- Date: –
- Venue: The Palestine Center
Dr. Paul Kohlbry, Palestinian Studies Postdoctoral Research Associate at Brown University
In 2007, the Palestinian Authority (PA) began its first concerted foray into land registration and titling in the West Bank. Today, after a series of institutional changes, crises, and setbacks, these efforts have accelerated and expanded with the goal of titling the entire West Bank by the mid-2020s. Originally backed by the World Bank, these sorts of land titling projects are synonymous with contemporary forms of neoliberal privatization and market expansion. But the use of title as a means of holding territory is much older, characterizing not only the Palestinian experience but other Indigenous struggles against of settler colonialism as well.
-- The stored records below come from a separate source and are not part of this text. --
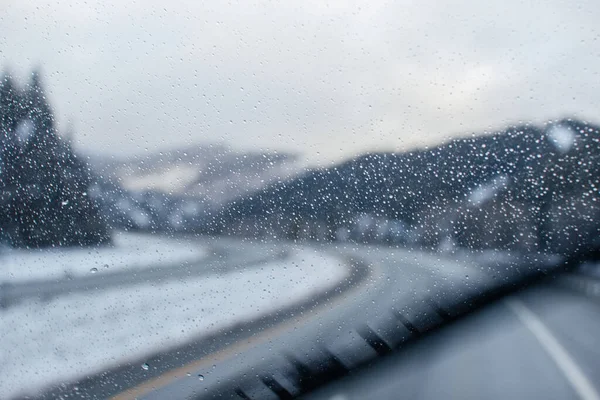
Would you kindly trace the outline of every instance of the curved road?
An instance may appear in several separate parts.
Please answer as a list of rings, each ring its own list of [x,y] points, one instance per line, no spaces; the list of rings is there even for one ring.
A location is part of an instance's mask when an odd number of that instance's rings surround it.
[[[245,254],[277,254],[288,246],[220,245]],[[114,399],[291,398],[343,377],[311,394],[323,399],[598,398],[596,300],[544,285],[455,320],[472,307],[474,297],[510,284],[523,270],[543,271],[547,265],[540,260],[368,246],[315,251],[333,252],[347,263],[351,274],[338,290],[157,355],[154,371],[132,364],[90,377],[77,383],[78,393]],[[427,334],[449,321],[447,329]],[[385,357],[373,363],[379,356]],[[356,368],[362,372],[348,376]],[[67,386],[46,397],[72,390]]]

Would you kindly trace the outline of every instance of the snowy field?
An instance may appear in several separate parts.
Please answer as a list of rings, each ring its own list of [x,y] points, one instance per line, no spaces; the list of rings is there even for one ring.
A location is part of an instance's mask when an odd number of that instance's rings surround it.
[[[143,360],[333,288],[347,274],[337,258],[303,249],[223,275],[21,303],[0,311],[0,398]]]
[[[118,233],[113,246],[41,250],[2,249],[0,283],[61,279],[104,271],[197,261],[206,255],[197,242]]]

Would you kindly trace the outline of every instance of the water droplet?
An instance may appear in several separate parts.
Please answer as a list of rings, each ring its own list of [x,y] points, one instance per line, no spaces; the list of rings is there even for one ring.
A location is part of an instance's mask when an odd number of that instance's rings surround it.
[[[104,269],[108,269],[108,264],[104,264]]]
[[[98,268],[94,267],[94,268],[90,269],[90,272],[92,274],[95,274],[96,272],[98,272]]]
[[[204,375],[198,375],[198,380],[203,381],[204,380]]]
[[[143,364],[142,364],[142,369],[143,369],[144,371],[148,371],[148,368],[150,368],[150,366],[149,366],[147,363],[143,363]]]

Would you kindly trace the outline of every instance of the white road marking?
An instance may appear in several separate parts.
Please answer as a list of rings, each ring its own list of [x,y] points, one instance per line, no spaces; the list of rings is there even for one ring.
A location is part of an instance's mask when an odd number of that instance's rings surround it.
[[[579,397],[582,400],[600,400],[596,388],[537,315],[519,300],[507,299],[505,302],[554,360]]]

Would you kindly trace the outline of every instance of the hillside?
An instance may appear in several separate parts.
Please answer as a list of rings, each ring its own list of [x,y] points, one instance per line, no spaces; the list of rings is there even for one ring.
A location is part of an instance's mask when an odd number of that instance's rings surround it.
[[[515,126],[308,171],[231,202],[233,234],[573,251],[597,245],[597,126]],[[592,243],[593,242],[593,243]]]

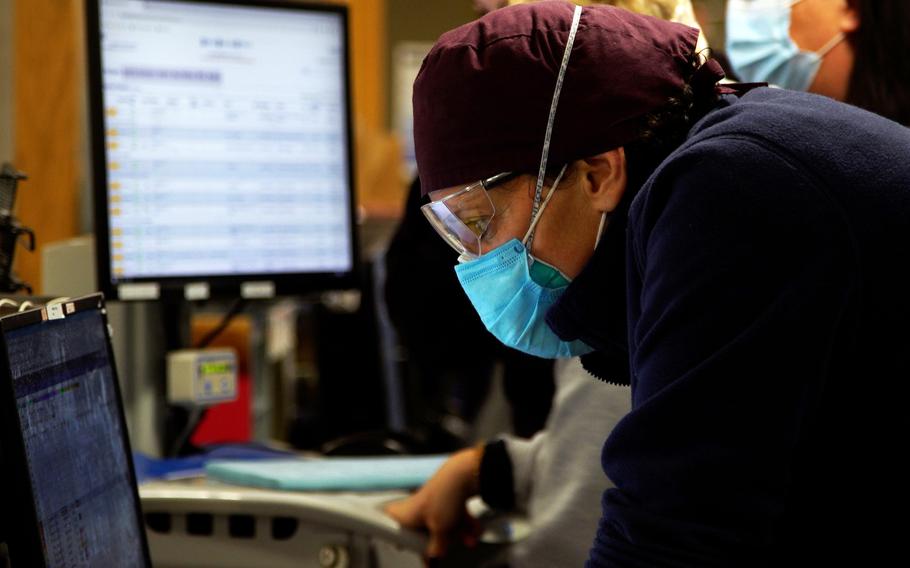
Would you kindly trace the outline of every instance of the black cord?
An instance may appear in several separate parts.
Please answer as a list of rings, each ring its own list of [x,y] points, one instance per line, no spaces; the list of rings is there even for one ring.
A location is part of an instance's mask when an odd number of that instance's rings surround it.
[[[205,418],[205,415],[208,413],[207,408],[194,408],[190,411],[189,415],[186,418],[186,426],[183,427],[183,430],[177,434],[177,439],[174,440],[174,444],[171,446],[168,455],[172,458],[183,457],[184,455],[193,453],[187,451],[187,446],[190,443],[190,438],[193,437],[193,434],[196,433],[196,428],[202,423],[202,420]]]
[[[214,341],[219,335],[221,335],[225,329],[231,324],[231,321],[237,317],[243,309],[246,307],[246,300],[243,298],[238,298],[234,301],[234,304],[230,307],[224,317],[221,318],[221,321],[218,325],[215,326],[210,332],[205,334],[205,336],[196,342],[194,349],[205,349],[208,347],[212,341]],[[190,443],[190,439],[193,437],[193,434],[196,433],[196,428],[199,427],[199,424],[205,419],[206,414],[208,414],[207,408],[197,408],[190,412],[187,417],[186,426],[178,434],[177,439],[174,440],[174,445],[171,449],[170,455],[172,457],[180,457],[184,454],[187,449],[187,446]]]
[[[238,298],[234,301],[234,304],[231,306],[231,309],[228,310],[224,317],[221,319],[221,322],[215,326],[215,329],[208,332],[205,337],[200,339],[194,349],[204,349],[209,346],[209,344],[215,340],[221,333],[227,329],[227,326],[231,324],[231,320],[237,317],[240,312],[246,307],[246,300],[243,298]]]

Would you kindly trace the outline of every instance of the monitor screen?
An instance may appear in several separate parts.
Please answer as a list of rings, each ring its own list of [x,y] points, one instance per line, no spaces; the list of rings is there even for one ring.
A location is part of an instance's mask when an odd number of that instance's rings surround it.
[[[4,332],[47,566],[145,566],[107,324],[99,309]]]
[[[352,274],[344,8],[90,4],[102,289]]]

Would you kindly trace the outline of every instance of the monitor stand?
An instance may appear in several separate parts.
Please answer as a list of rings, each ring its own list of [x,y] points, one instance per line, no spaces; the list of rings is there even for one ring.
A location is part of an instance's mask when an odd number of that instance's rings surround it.
[[[161,392],[164,394],[162,404],[164,404],[166,408],[164,418],[164,440],[161,451],[164,457],[176,457],[172,455],[175,451],[174,446],[177,439],[187,428],[192,416],[189,409],[167,403],[167,354],[171,351],[190,347],[191,332],[189,305],[183,300],[174,298],[162,299],[161,324],[164,330],[164,350],[160,354],[160,380],[162,385]],[[189,449],[192,450],[193,448]]]

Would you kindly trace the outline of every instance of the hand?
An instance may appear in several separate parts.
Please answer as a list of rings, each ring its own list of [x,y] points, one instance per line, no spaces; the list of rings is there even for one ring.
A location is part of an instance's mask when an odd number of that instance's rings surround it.
[[[482,446],[456,452],[417,493],[386,505],[386,514],[402,526],[429,530],[427,558],[445,556],[455,536],[469,546],[477,542],[479,530],[465,502],[480,491],[482,457]]]

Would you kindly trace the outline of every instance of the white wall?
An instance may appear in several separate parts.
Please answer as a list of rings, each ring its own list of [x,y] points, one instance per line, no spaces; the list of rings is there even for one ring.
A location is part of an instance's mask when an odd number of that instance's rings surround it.
[[[13,157],[12,0],[0,0],[0,162]]]

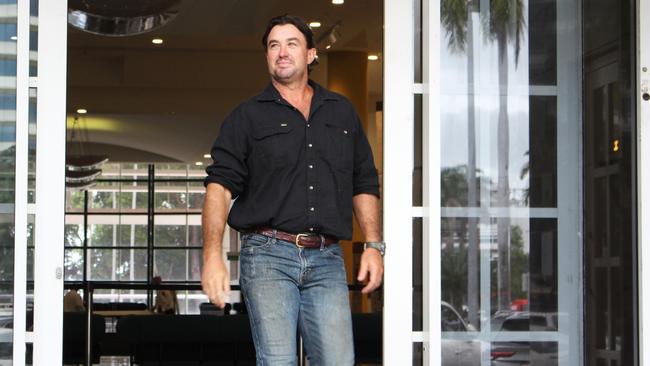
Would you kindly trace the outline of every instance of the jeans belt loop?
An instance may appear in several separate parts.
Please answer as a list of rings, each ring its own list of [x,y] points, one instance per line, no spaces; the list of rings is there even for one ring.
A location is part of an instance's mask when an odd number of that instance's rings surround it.
[[[325,249],[325,235],[320,234],[320,251],[322,252]]]

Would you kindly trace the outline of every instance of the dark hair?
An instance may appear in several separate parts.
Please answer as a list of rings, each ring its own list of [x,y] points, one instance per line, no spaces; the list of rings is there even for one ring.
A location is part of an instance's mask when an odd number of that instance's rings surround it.
[[[307,40],[307,49],[315,47],[314,33],[312,33],[311,28],[309,28],[309,26],[299,17],[294,15],[284,14],[269,20],[269,24],[266,26],[266,31],[262,36],[262,45],[264,45],[265,51],[267,48],[266,42],[268,42],[269,40],[269,33],[271,33],[271,29],[273,29],[273,27],[275,27],[276,25],[285,25],[285,24],[291,24],[296,28],[298,28],[300,33],[302,33],[305,36],[305,39]]]

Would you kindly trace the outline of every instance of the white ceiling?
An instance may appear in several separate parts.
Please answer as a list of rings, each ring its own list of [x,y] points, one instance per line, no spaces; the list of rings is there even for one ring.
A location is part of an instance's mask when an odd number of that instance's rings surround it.
[[[326,84],[328,52],[381,52],[382,12],[381,0],[186,0],[176,19],[144,35],[105,37],[69,26],[68,123],[86,108],[80,125],[94,143],[88,147],[112,161],[200,160],[225,114],[268,82],[261,35],[271,17],[319,20],[315,39],[341,22],[340,39],[319,50],[312,74]],[[153,45],[154,37],[163,45]],[[371,108],[381,88],[381,62],[372,62]]]

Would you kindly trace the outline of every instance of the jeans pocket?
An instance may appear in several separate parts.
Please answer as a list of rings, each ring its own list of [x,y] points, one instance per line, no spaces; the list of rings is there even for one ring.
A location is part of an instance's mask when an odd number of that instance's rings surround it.
[[[241,254],[254,254],[256,249],[263,249],[271,245],[273,238],[262,234],[246,233],[240,236]]]
[[[328,245],[325,250],[323,250],[328,256],[343,260],[343,249],[338,243]]]

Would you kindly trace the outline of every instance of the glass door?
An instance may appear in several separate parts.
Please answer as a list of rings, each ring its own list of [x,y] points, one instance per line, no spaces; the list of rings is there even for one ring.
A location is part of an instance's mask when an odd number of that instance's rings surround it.
[[[3,336],[9,336],[0,341],[7,353],[0,362],[56,365],[62,345],[67,3],[0,1],[0,13],[7,38],[0,40],[2,164],[11,168],[2,173],[3,197],[11,200],[3,202],[10,219],[3,232],[11,240],[3,240],[0,273],[9,294],[3,310],[11,321],[3,323]]]

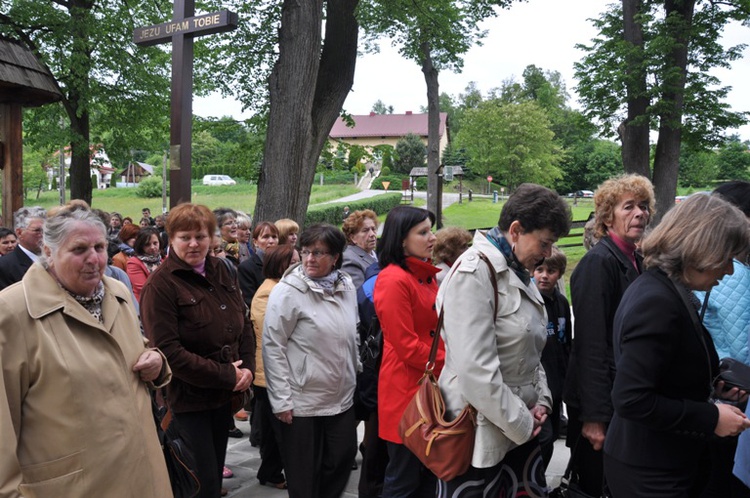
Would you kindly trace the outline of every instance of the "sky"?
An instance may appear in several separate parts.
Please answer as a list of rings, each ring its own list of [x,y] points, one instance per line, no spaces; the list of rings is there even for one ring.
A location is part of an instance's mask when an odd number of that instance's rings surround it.
[[[499,87],[511,77],[521,80],[526,66],[534,64],[548,71],[558,71],[565,81],[571,105],[579,107],[575,93],[573,64],[582,57],[575,48],[588,44],[596,35],[589,21],[605,8],[602,0],[529,0],[514,3],[501,10],[496,18],[483,23],[488,31],[482,46],[473,47],[464,57],[461,73],[440,73],[440,92],[453,96],[463,93],[474,81],[483,92]],[[724,33],[725,45],[750,45],[750,28],[729,26]],[[732,86],[727,103],[733,110],[750,111],[750,92],[743,86],[750,81],[750,48],[744,58],[735,61],[731,69],[714,73],[723,85]],[[361,54],[357,60],[354,86],[344,109],[350,114],[368,114],[378,100],[393,106],[394,112],[419,112],[427,106],[427,89],[419,65],[402,58],[389,40],[380,43],[377,54]],[[236,119],[250,117],[241,112],[241,105],[218,95],[196,98],[193,112],[200,116],[230,115]],[[737,133],[750,140],[750,125]]]

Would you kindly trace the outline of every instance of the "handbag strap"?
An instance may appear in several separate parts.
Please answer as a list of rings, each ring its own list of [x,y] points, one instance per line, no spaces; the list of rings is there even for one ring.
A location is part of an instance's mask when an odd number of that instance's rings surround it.
[[[481,251],[477,251],[479,259],[487,264],[487,269],[490,271],[490,282],[492,283],[492,290],[495,295],[495,321],[497,321],[497,306],[498,306],[498,292],[497,292],[497,278],[495,277],[495,267],[492,266],[490,259]],[[461,265],[459,261],[456,263],[456,268]],[[455,271],[454,271],[455,273]],[[443,315],[445,307],[440,306],[440,314],[438,314],[437,326],[435,327],[435,337],[432,338],[432,347],[430,348],[430,358],[427,360],[427,367],[425,372],[432,373],[432,369],[435,368],[435,358],[437,358],[438,343],[440,342],[440,329],[443,328]]]

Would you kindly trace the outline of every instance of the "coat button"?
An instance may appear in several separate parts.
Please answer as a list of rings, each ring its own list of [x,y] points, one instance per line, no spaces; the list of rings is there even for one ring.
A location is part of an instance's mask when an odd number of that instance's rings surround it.
[[[421,278],[418,279],[417,282],[419,282],[421,284],[422,283],[422,279]]]
[[[193,303],[193,304],[195,304],[195,298],[194,297],[190,298],[190,302]]]
[[[213,287],[209,287],[209,288],[208,288],[208,292],[213,292],[213,291],[214,291],[214,288],[213,288]]]
[[[225,310],[225,309],[227,309],[227,305],[226,304],[222,304],[221,306],[219,306],[219,308],[221,308],[222,310]]]
[[[432,309],[436,310],[437,309],[437,304],[433,304],[432,305]]]
[[[428,284],[431,284],[431,283],[432,283],[432,277],[427,277],[427,283],[428,283]]]
[[[434,330],[430,330],[430,337],[435,337],[435,331]]]

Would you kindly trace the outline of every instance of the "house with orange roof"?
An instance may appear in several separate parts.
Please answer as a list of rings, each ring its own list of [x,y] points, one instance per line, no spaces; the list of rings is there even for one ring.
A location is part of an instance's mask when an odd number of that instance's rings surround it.
[[[345,143],[348,145],[360,145],[369,152],[378,145],[390,145],[396,147],[396,143],[409,133],[422,138],[427,146],[427,114],[415,114],[406,111],[405,114],[370,114],[352,115],[354,126],[347,126],[347,120],[339,118],[329,134],[333,143]],[[448,114],[440,113],[440,158],[442,160],[443,150],[448,145],[450,134],[448,132]]]

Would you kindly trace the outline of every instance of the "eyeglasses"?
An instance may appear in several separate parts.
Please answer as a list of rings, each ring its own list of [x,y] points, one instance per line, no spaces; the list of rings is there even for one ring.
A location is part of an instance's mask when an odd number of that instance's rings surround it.
[[[318,251],[318,250],[308,251],[307,249],[302,249],[299,254],[303,258],[306,258],[308,256],[312,256],[313,258],[318,259],[321,256],[329,256],[331,253],[328,252],[328,251]]]
[[[221,226],[223,226],[223,227],[232,227],[232,226],[236,227],[237,226],[237,222],[236,221],[225,221],[224,223],[221,224]]]
[[[224,249],[222,249],[221,247],[215,247],[215,248],[213,249],[213,253],[214,253],[214,254],[221,254],[221,253],[223,253],[223,252],[224,252]]]

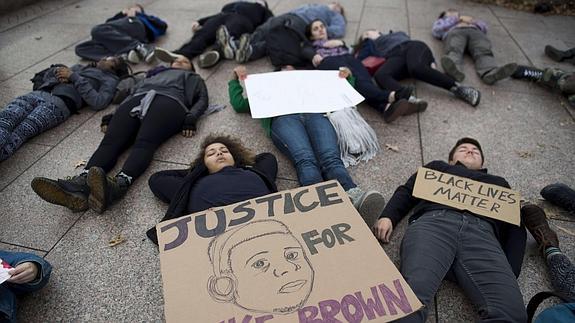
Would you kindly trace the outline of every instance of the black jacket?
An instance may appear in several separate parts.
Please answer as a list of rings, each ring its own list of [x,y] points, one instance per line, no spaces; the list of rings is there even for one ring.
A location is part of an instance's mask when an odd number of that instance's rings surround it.
[[[256,162],[253,166],[245,166],[244,168],[259,175],[271,192],[277,192],[278,189],[276,187],[275,180],[278,172],[278,162],[274,155],[270,153],[259,154],[256,156]],[[178,189],[176,196],[170,201],[168,211],[166,211],[166,214],[160,222],[175,219],[188,214],[188,202],[192,188],[200,178],[208,175],[208,170],[203,164],[190,169],[162,171],[155,173],[152,175],[152,177],[150,177],[150,188],[152,189],[154,195],[156,195],[164,202],[167,202],[165,198],[158,192],[154,191],[152,181],[154,176],[157,176],[157,174],[160,175],[166,172],[170,172],[171,175],[184,177],[184,182]],[[155,244],[158,244],[158,236],[155,226],[148,229],[146,235]]]
[[[507,183],[503,177],[487,174],[487,170],[485,169],[479,171],[471,170],[460,163],[457,163],[456,165],[450,165],[440,160],[432,161],[426,164],[424,167],[452,175],[466,177],[483,183],[510,188],[509,183]],[[460,211],[446,205],[416,198],[412,195],[416,177],[417,172],[413,174],[404,185],[399,186],[395,190],[395,193],[393,193],[393,196],[385,206],[385,209],[383,210],[380,218],[389,218],[393,223],[393,227],[396,227],[397,223],[401,221],[401,219],[403,219],[403,217],[406,216],[412,209],[413,214],[409,218],[410,223],[422,216],[425,212],[433,210],[448,209],[458,212],[470,213],[475,216],[482,217],[493,226],[495,235],[497,236],[497,239],[499,240],[499,243],[505,252],[505,256],[511,265],[513,273],[515,276],[519,276],[521,265],[523,264],[523,255],[525,253],[525,243],[527,239],[527,233],[523,224],[518,227],[507,222],[483,217],[479,214],[471,213],[469,211]]]
[[[225,6],[222,7],[220,13],[224,14],[235,13],[244,16],[252,23],[253,28],[256,28],[257,26],[263,24],[269,18],[274,16],[274,14],[268,9],[267,6],[263,6],[259,3],[243,2],[243,1],[236,1],[226,4]],[[201,18],[198,20],[198,23],[200,25],[204,25],[206,21],[219,15],[220,13]]]

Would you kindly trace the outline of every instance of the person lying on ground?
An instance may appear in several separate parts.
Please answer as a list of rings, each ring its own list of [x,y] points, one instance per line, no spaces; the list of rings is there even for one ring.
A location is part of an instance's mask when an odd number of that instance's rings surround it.
[[[90,208],[103,213],[144,173],[162,143],[178,132],[185,137],[195,134],[196,123],[207,106],[204,80],[187,58],[181,56],[170,67],[151,69],[110,119],[104,138],[82,173],[59,180],[36,177],[32,189],[45,201],[73,212]],[[120,172],[107,177],[130,146]]]
[[[360,60],[369,56],[385,58],[385,63],[373,76],[384,89],[398,91],[403,87],[399,81],[411,77],[445,89],[473,107],[481,99],[478,90],[463,86],[453,77],[438,71],[429,46],[422,41],[411,40],[403,31],[384,34],[375,29],[366,30],[355,46],[355,55]]]
[[[244,66],[238,66],[228,82],[230,104],[236,112],[249,113],[250,103],[243,96],[240,79],[247,77]],[[340,77],[353,83],[349,69]],[[296,113],[261,119],[261,125],[274,145],[294,165],[301,186],[335,179],[349,195],[354,207],[369,224],[385,206],[383,195],[357,186],[341,160],[337,133],[324,113]]]
[[[475,62],[477,75],[485,84],[493,85],[511,76],[517,68],[515,63],[498,66],[491,51],[491,40],[487,37],[487,23],[461,15],[456,9],[443,11],[433,23],[431,34],[443,40],[445,55],[441,57],[441,67],[457,82],[465,78],[462,63],[466,50]]]
[[[447,163],[436,160],[425,167],[509,188],[503,177],[487,173],[484,160],[477,140],[461,138]],[[393,229],[413,210],[401,242],[400,272],[425,306],[398,322],[425,322],[444,279],[463,289],[477,310],[478,320],[526,322],[517,284],[525,252],[525,228],[416,198],[416,176],[395,190],[373,228],[378,239],[389,242]]]
[[[242,34],[252,33],[256,27],[273,17],[266,1],[247,2],[235,1],[226,4],[222,10],[208,17],[192,22],[192,38],[179,49],[168,51],[162,48],[156,50],[156,56],[167,61],[174,54],[184,55],[192,60],[200,55],[198,65],[201,68],[214,66],[223,55],[227,59],[234,58],[235,40]],[[210,46],[216,44],[215,50],[204,53]]]
[[[277,192],[277,160],[254,155],[240,140],[213,134],[201,144],[191,167],[165,170],[148,180],[150,189],[170,206],[161,221]],[[158,243],[155,227],[148,238]]]
[[[329,39],[327,29],[321,20],[308,25],[306,35],[312,42],[311,62],[318,70],[338,70],[347,67],[355,77],[356,90],[365,97],[366,102],[383,114],[385,122],[393,122],[400,116],[423,112],[427,102],[412,98],[413,88],[402,86],[396,90],[382,89],[375,85],[367,69],[349,52],[345,42]],[[307,48],[302,48],[306,51]]]
[[[142,5],[135,4],[92,28],[92,39],[78,44],[74,50],[76,55],[92,61],[123,56],[132,64],[151,63],[154,59],[151,43],[164,35],[167,28],[166,22],[148,15]]]
[[[51,129],[84,107],[102,110],[112,102],[116,86],[128,74],[126,63],[106,57],[88,65],[54,64],[32,78],[32,92],[0,110],[0,161],[28,139]]]

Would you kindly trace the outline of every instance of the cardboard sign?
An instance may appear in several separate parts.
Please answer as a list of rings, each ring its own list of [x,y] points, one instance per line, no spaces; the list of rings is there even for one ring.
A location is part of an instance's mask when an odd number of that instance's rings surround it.
[[[156,230],[168,322],[387,322],[422,306],[336,181]]]
[[[342,110],[364,100],[338,71],[250,74],[245,80],[252,118]]]
[[[434,169],[419,168],[413,196],[515,225],[520,222],[519,192]]]

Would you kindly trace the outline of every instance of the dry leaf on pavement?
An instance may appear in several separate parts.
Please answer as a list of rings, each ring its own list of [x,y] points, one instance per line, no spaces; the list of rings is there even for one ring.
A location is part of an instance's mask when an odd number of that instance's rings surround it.
[[[394,152],[396,152],[396,153],[399,152],[399,147],[398,147],[398,146],[394,146],[394,145],[390,145],[390,144],[385,144],[385,149],[394,151]]]
[[[74,164],[74,168],[80,168],[82,166],[86,166],[86,161],[85,160],[79,160]]]
[[[108,241],[108,247],[115,247],[122,242],[126,242],[126,238],[122,237],[121,234],[113,237],[112,240]]]

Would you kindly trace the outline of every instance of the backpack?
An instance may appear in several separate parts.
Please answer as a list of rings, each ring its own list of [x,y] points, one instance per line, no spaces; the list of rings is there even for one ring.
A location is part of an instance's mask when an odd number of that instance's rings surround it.
[[[45,76],[46,73],[48,73],[49,71],[51,71],[53,68],[56,67],[66,67],[66,65],[63,64],[52,64],[50,65],[50,67],[45,68],[43,70],[41,70],[40,72],[34,74],[34,76],[30,79],[30,81],[32,82],[32,90],[36,91],[38,89],[40,89],[40,87],[42,85],[44,85],[45,80]],[[56,77],[54,76],[54,82],[52,82],[53,84],[50,84],[50,86],[48,88],[44,88],[45,91],[49,92],[52,90],[52,88],[57,85],[59,82],[57,82]]]
[[[272,65],[275,67],[309,65],[310,62],[301,55],[302,42],[306,41],[292,28],[284,25],[273,27],[266,35],[266,46]]]
[[[533,322],[533,315],[539,304],[552,296],[560,298],[563,303],[543,310],[535,319],[535,323],[575,322],[575,303],[569,303],[568,299],[556,292],[539,292],[531,297],[527,305],[527,322]]]

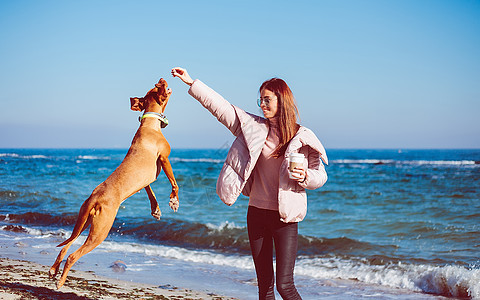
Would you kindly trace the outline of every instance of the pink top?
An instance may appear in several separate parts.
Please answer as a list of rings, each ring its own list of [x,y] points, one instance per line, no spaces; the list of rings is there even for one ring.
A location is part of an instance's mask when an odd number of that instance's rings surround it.
[[[278,181],[282,157],[274,158],[271,156],[280,142],[278,118],[272,118],[268,121],[267,140],[253,169],[249,205],[278,211]]]

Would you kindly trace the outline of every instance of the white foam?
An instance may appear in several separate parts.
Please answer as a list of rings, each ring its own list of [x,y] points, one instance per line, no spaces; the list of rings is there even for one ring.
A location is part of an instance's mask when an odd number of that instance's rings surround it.
[[[220,164],[223,163],[224,159],[214,159],[214,158],[179,158],[172,157],[170,158],[171,162],[189,162],[189,163],[213,163]]]
[[[415,160],[407,161],[408,164],[416,165],[475,165],[474,160]]]
[[[153,257],[178,259],[193,263],[235,266],[240,269],[253,268],[253,262],[250,256],[225,255],[206,250],[192,250],[181,247],[121,243],[113,241],[105,241],[97,248],[104,252],[141,253]]]
[[[335,164],[403,164],[403,165],[439,165],[463,166],[475,165],[474,160],[392,160],[392,159],[337,159]]]
[[[78,159],[83,160],[110,160],[108,156],[94,156],[94,155],[79,155]]]
[[[22,159],[46,159],[49,158],[45,155],[19,155],[17,153],[0,153],[0,157],[13,157],[13,158],[22,158]]]
[[[208,228],[213,229],[213,230],[218,230],[221,231],[223,229],[243,229],[244,227],[235,225],[234,222],[229,222],[229,221],[224,221],[220,223],[219,225],[215,225],[212,223],[207,223],[205,224]]]
[[[20,157],[20,155],[16,153],[0,153],[0,157]]]
[[[298,259],[295,274],[318,279],[358,280],[393,288],[480,299],[480,269],[412,264],[370,265],[340,258]]]
[[[5,216],[5,221],[8,221],[8,215]],[[0,226],[0,230],[5,230],[8,225]],[[24,234],[28,234],[30,238],[39,238],[45,239],[49,237],[67,237],[71,235],[71,231],[67,231],[64,229],[56,229],[56,230],[42,230],[37,228],[28,227],[25,225],[21,225],[22,229],[24,230]]]
[[[391,164],[394,160],[386,159],[337,159],[332,161],[335,164]]]

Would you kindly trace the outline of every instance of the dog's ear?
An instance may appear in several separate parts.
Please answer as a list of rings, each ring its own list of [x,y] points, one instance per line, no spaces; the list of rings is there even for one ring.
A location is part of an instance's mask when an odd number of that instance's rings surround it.
[[[130,109],[135,111],[142,111],[145,109],[145,98],[131,97],[130,98]]]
Based on interviews, technical documents, and extended participant observation with PA survey teams, this talk will explore how property titling is reconfiguring the relationship between control of territory and ownership of property in the contemporary West Bank.
In his talk, Paul Kohlbry looks at PA land titling within a longer history and broader geography of Indigenous deployments of land titling and private property to protect land in the context of settler colonialism. He examines the contemporary West Bank where the Oslo regime (Areas A, B, and C) is such that, as a political strategy, the titling project in Area B seeks to legally fortify—if not to prevent, then to lay the grounds for contestation—what remains of rural Palestine under PA jurisdiction. As a result, titling takes on a speculative quality, as both the legal force of the PA’s title, and the durability of its institutions, are a gamble rather than a certainly. Within this context he explores how the PA convinces landowners to participate in titling when it seems unlikely to everyone involved that the PA’s title will be able to secure a property claim indefinitely into the future. He shows that the myriad practices that surveyors turn to that allow for day-to-day work to progress while holding at bay questions about the longer-term viability of PA-issued title. These practices are a way of making due with the wreckage of the present that, by suspending the long-term, allows the near future to remain tentatively open. He argues that, in the absence of a strategy or plan of collective defense, land titling leaves the question of collective territory to the responsibility of the individual owner and the forces of corporate development, real estate speculation, and international investment that are currently transforming the distribution and use of land in the West Bank highlands.
Biography of Speaker
Paul Kohlbry is an anthropologist whose work examines the relationships between law, capitalism, and territorial politics. His current book project, Plots and Deeds: Property and Formations of Land Defense in the West Bank, explores how private property has come to orient land politics in the West Bank by tracking how shifts in rural land use and ownership have intersected with transformations in property law to shape Palestinian land defense projects since the 1980s. More broadly, his work seeks to bring Palestine into conversation with a broader range of Indigenous experiences through the lens of political economy. He has also worked with grassroots Palestinian organizations in the West Bank and is interested in the relationship between critical research and the needs and concerns of movements. His writing has been published in The Journal of Palestine Studies, Dialectical Anthropology, and Historical Materialism. He holds a PhD from Johns Hopkins University and is currently the Palestinian Studies Postdoctoral Research Associate at Brown University.